Plus généralement, tout le personnel de santé est sensibilisé aux risques de contamination. Car sur les 1 500 victimes du virus en Afrique de l’Ouest, 120 sont des agents sanitaires. Là encore, Papa Amoudou Diack se veut rassurant : « Je pense qu’avec la sensibilisation, les formations, les équipements mis à la disposition du personnel, je crois qu’on peut dire que la sécurité est pratiquement assurée. Il reste maintenant à être vigilant et à avoir de bons comportements ».
 
Cette vigilance, elle est désormais exercée dès l’aéroport international de Dakar où les contrôles ont été renforcés, la fermeture des frontières décidée par Dakar n’ayant pas suffi. « À chaque fois qu’un avion atterrit, des équipes contrôlent la température et mènent un interrogatoire. Une autre équipe est présente lors des formalités de police. Nous avons pu aménager des espaces d’isolement pour le placement en quarantaine de personnes suspectes ou malades. Et le Samu national est également présent à l’aéroport, prêt à intervenir à tout instant pour procéder à des évacuations, effectuer des prélèvements ou pour toute autre question urgente », détaille Papa Amoudou Diack.
 
Assise sur un tabouret, Aïssatou fait griller des beignets sur une voie passante. C’est à la télévision radio que cette femme d’âge mûr a entendu parler d’un cas confirmé de virus Ebola à Dakar. Depuis, elle a sensiblement modifié ses habitudes : « Il y a plein d’habitudes que j’ai abandonnées : serrer la main, faire des accolades, me rendre dans des regroupements… J’évite tout cela », explique-t-elle.
 
Aïssatou affirme avoir appris ces gestes à travers un spot télévisé diffusé régulièrement sur la chaîne d’information publique. Malgré cela, cette mère de famille estime que la sensibilisation sur cette maladie n’est pas suffisante. « Il n’y a pas assez de sensibilisation parce qu’en réalité, affirme-t-elle. Beaucoup de gens ne savent pas ce qu’est cette maladie. Ils entendent parler de cela, mais ils n’y connaissent rien. Donc il faut une sensibilisation dans les quartiers, il faut rencontrer les gens pour leur expliquer les symptômes de cette maladie, ce qu’on doit faire pour éviter d’être contaminé ».

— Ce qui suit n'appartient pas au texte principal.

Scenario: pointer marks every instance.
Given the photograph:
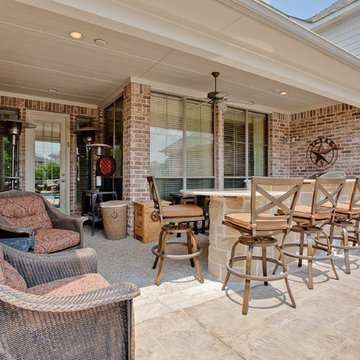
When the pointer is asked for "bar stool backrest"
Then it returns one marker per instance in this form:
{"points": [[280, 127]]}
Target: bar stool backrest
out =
{"points": [[274, 204], [355, 195], [155, 197], [326, 192]]}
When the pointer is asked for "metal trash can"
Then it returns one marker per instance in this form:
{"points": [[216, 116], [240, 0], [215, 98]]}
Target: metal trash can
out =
{"points": [[114, 219]]}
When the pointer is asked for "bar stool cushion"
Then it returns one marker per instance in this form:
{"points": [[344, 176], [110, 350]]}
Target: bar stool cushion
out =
{"points": [[185, 210], [304, 211], [50, 240], [343, 208], [244, 220]]}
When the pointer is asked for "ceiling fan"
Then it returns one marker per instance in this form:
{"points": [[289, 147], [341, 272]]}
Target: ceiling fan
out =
{"points": [[220, 98]]}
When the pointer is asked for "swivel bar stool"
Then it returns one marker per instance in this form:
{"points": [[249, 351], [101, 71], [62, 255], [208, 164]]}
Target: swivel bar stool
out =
{"points": [[175, 219], [258, 227], [311, 221], [347, 215]]}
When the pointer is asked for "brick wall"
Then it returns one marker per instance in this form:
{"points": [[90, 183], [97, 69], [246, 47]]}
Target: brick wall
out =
{"points": [[219, 149], [73, 111], [341, 123], [136, 146], [279, 138]]}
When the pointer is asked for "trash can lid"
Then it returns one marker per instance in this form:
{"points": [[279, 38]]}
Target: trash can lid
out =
{"points": [[113, 203]]}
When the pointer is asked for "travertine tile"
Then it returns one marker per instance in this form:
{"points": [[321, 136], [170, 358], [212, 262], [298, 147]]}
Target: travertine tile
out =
{"points": [[348, 351], [195, 343]]}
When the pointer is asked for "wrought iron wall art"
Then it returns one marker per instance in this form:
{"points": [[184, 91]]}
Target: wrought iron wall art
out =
{"points": [[322, 153]]}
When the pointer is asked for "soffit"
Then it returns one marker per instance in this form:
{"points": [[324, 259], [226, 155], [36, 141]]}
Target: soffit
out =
{"points": [[36, 53]]}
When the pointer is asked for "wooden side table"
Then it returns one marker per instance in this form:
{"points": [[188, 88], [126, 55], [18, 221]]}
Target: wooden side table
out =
{"points": [[94, 195]]}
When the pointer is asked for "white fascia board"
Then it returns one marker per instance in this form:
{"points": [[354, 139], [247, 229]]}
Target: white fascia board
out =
{"points": [[121, 17], [47, 99], [339, 15]]}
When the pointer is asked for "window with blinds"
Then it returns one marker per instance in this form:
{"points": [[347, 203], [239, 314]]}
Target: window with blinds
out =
{"points": [[258, 144], [245, 146], [181, 146]]}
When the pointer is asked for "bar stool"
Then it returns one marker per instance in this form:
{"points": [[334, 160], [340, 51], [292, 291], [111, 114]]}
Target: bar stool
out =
{"points": [[347, 215], [310, 220], [175, 219], [258, 227]]}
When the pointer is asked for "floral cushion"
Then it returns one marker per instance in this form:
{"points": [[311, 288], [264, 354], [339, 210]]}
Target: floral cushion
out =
{"points": [[27, 212], [10, 276], [50, 240], [2, 275], [70, 286]]}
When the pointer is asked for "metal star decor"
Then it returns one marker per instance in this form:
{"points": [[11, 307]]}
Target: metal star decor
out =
{"points": [[322, 153]]}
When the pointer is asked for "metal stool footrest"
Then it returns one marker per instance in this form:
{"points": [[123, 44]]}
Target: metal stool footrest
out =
{"points": [[280, 276], [155, 251], [306, 257]]}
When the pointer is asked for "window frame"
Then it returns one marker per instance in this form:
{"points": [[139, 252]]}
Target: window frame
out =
{"points": [[247, 176]]}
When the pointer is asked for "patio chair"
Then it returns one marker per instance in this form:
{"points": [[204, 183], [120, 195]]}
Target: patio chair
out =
{"points": [[311, 221], [347, 215], [74, 323], [25, 212], [175, 219], [258, 227]]}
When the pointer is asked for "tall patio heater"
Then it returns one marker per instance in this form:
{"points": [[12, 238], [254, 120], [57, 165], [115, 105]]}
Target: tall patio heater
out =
{"points": [[99, 148], [13, 130]]}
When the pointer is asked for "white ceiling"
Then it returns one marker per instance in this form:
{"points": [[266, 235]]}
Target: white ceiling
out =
{"points": [[36, 53]]}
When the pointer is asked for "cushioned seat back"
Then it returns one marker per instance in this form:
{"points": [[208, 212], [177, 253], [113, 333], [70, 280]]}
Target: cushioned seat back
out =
{"points": [[265, 217], [25, 212]]}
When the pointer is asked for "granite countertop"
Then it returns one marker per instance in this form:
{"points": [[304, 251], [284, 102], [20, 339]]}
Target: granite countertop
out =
{"points": [[235, 192]]}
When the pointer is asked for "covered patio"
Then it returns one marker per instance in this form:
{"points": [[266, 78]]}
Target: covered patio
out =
{"points": [[183, 319], [202, 95]]}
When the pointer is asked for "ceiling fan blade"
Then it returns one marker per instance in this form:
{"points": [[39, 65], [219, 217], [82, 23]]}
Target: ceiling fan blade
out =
{"points": [[222, 106], [221, 95], [240, 101], [195, 106]]}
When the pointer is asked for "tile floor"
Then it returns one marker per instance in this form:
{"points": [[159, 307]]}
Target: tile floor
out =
{"points": [[205, 323]]}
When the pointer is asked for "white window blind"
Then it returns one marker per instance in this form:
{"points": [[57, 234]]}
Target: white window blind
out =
{"points": [[235, 143], [199, 141], [166, 136]]}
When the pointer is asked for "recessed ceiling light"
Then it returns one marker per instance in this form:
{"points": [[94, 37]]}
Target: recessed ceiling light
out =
{"points": [[100, 42], [76, 35], [280, 92]]}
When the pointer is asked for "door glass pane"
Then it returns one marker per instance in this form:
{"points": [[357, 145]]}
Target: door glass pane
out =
{"points": [[47, 161], [234, 143], [258, 144], [166, 136]]}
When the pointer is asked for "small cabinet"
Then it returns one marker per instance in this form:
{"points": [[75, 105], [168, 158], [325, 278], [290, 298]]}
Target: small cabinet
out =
{"points": [[145, 229]]}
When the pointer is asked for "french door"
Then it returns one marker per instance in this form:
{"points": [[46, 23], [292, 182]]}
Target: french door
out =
{"points": [[47, 157]]}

À quelques encablures, Sécoura Koné, qui tient un pressing, se montre très averti sur ce phénomène. « Si on voit quelqu’un qui semble être malade, on va de suite en parler et appeler l’État », assure-t-il.

Ce père de famille raconte être maintenant obligé de passer les mains dans une bassine d’eau de Javel pour rentrer chez lui. Une mesure de sécurité imposée par sa femme.